Good topic.
When I bought a new pc in the summer I probably should have listened to Edsun and Mike Lucey and got a mac. I think you all know my views on Vista, I'm sticking with it now, but I guess that it might have boosted Mac sales.
A couple of weeks ago I saw my old sony vaio laptop gathering dust in the corner. This laptop had had xp on it but lacks ram and I can't upgrade it anymore. I decided that this would be an excellent opportunity to give a distribution of linux a go. As I understand it, Linux operating systems are quite lean so older machines respond faster than they would with windows that is choc full of stuff. I like the whole open source freeware philosophy (and economy ) of Linux too.

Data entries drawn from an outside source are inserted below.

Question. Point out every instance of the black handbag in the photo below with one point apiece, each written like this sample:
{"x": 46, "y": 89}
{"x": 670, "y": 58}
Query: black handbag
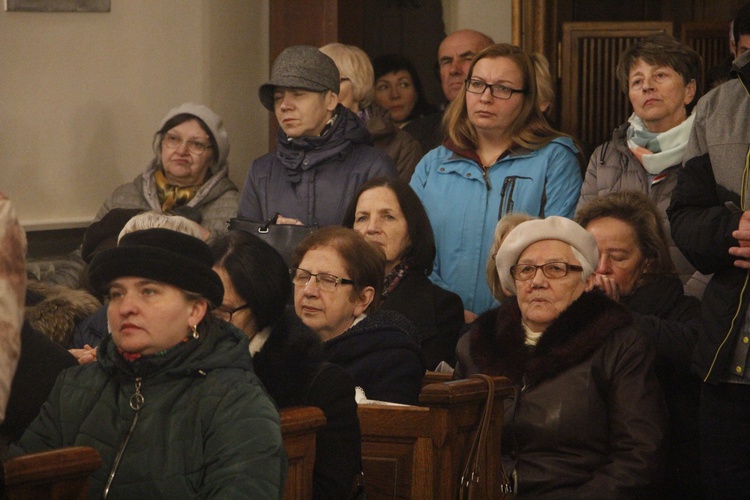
{"x": 283, "y": 237}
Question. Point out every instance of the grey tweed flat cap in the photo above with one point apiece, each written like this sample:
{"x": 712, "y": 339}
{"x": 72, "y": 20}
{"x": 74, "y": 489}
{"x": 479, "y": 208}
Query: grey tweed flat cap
{"x": 300, "y": 67}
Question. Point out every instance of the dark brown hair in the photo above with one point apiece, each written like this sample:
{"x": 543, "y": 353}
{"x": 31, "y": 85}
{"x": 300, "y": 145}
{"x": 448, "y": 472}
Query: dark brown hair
{"x": 639, "y": 212}
{"x": 661, "y": 50}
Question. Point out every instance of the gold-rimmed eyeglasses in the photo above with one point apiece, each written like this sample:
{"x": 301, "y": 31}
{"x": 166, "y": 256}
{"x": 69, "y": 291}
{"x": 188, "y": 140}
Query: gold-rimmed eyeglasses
{"x": 552, "y": 270}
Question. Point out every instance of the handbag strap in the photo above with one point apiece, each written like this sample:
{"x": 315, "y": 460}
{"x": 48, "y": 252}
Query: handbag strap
{"x": 472, "y": 469}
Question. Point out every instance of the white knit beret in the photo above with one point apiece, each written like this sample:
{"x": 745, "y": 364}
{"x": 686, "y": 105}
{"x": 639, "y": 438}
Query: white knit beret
{"x": 551, "y": 228}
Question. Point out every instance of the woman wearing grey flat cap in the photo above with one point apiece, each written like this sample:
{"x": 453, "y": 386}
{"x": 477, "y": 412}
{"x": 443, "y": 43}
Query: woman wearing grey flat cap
{"x": 323, "y": 152}
{"x": 588, "y": 418}
{"x": 171, "y": 404}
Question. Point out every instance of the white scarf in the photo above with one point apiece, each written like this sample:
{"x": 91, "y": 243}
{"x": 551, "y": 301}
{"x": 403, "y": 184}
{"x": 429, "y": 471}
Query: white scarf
{"x": 658, "y": 152}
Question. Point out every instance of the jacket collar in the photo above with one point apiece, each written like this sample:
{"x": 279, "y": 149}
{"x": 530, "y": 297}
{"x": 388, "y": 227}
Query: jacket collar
{"x": 303, "y": 153}
{"x": 497, "y": 342}
{"x": 460, "y": 153}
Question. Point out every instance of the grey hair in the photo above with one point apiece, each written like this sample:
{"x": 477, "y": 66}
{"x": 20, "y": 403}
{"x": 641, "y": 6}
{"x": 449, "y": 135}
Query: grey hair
{"x": 588, "y": 268}
{"x": 154, "y": 220}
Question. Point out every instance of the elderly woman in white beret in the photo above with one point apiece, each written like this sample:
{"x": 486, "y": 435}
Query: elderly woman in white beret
{"x": 588, "y": 419}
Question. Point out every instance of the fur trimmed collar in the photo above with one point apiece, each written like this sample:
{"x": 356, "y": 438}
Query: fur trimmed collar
{"x": 497, "y": 344}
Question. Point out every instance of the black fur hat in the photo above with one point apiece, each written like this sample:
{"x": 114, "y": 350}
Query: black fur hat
{"x": 160, "y": 255}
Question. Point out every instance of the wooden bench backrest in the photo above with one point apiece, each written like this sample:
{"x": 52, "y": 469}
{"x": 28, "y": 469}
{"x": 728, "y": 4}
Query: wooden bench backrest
{"x": 55, "y": 474}
{"x": 298, "y": 428}
{"x": 420, "y": 451}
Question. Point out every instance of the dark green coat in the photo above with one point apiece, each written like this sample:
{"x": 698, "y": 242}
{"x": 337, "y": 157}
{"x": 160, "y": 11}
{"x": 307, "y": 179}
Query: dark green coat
{"x": 206, "y": 427}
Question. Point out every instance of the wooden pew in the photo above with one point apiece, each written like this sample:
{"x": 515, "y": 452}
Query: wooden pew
{"x": 57, "y": 474}
{"x": 420, "y": 451}
{"x": 298, "y": 428}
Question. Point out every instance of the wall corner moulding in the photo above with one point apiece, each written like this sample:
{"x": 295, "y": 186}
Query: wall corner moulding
{"x": 57, "y": 5}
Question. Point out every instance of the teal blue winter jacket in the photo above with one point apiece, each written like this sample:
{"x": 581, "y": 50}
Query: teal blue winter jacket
{"x": 464, "y": 203}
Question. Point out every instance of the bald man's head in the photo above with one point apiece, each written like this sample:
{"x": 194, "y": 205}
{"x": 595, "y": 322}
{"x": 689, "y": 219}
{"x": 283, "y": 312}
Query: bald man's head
{"x": 455, "y": 54}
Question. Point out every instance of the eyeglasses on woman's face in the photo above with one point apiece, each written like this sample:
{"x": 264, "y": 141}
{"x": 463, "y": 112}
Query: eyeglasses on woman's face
{"x": 325, "y": 281}
{"x": 225, "y": 313}
{"x": 476, "y": 86}
{"x": 173, "y": 141}
{"x": 552, "y": 270}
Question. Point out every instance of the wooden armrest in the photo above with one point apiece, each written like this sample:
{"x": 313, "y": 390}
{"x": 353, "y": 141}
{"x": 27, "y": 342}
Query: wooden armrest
{"x": 51, "y": 466}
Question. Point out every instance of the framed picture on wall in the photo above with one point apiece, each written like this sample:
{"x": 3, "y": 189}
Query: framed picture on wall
{"x": 57, "y": 5}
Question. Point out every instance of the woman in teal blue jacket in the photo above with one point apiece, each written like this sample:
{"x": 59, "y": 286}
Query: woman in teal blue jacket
{"x": 501, "y": 156}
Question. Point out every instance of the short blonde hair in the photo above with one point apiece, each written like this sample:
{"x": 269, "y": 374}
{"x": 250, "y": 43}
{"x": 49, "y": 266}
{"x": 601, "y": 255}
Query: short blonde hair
{"x": 504, "y": 226}
{"x": 154, "y": 220}
{"x": 354, "y": 64}
{"x": 530, "y": 130}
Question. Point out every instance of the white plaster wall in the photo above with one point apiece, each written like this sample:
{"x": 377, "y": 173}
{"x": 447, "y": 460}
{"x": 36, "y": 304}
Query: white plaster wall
{"x": 492, "y": 17}
{"x": 82, "y": 95}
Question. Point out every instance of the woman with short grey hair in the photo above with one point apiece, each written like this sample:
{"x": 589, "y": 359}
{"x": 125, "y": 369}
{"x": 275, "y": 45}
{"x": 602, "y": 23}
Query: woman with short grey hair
{"x": 588, "y": 416}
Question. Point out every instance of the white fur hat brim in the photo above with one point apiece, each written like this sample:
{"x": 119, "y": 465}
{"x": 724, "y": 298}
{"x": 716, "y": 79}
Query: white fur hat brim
{"x": 551, "y": 228}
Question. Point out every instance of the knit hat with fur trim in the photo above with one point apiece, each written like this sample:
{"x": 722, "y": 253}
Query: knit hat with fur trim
{"x": 160, "y": 255}
{"x": 213, "y": 121}
{"x": 551, "y": 228}
{"x": 300, "y": 67}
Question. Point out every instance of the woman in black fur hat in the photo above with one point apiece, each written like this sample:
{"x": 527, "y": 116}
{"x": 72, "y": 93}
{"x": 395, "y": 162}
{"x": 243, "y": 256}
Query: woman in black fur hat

Being realistic however, I know nothing about linux or programming, I'm a strictly front end computer user. I just want to see if linux and open source software could be an easy to use, professional platform for CAD and 3d work. After a bit of digging around on the internet I came across Dreamlinux describing itself as geared towards 3d/design/multimedia and it's free.
I just downloaded the boot file, saved it to disc, stuck it in my old laptop, and a very nice o.s. appeared in about 2 minutes. Fairly easy to understand, it looks similar to mac osx. It had actually automatically loaded loads of software too: Blender, Gimpshop, Open office, Firefox etc. It also has Wine, a windows emulator that I've learnt can, with a bit of monkeying around run SU, I've asked in a few forums for a link to a tut. In general though it looks like SU might be unstable on linux, maybe Google will eventually release a proprietry linux version.
At the moment I am only running Dreamlinux from a disc, I haven't permanently installed it but it's certainly fast on my old machine.
In my spare time, I intend to try a few different linux distributions and linux design freeware. I might set up a blog about it, but I want to be objective and compare it with industry standard software and take into account ease of use and efficiency. I think Ubuntu and Freespire are worth looking at too. Whether linux could be the future o.s. I'm not qualified to say, but it is free.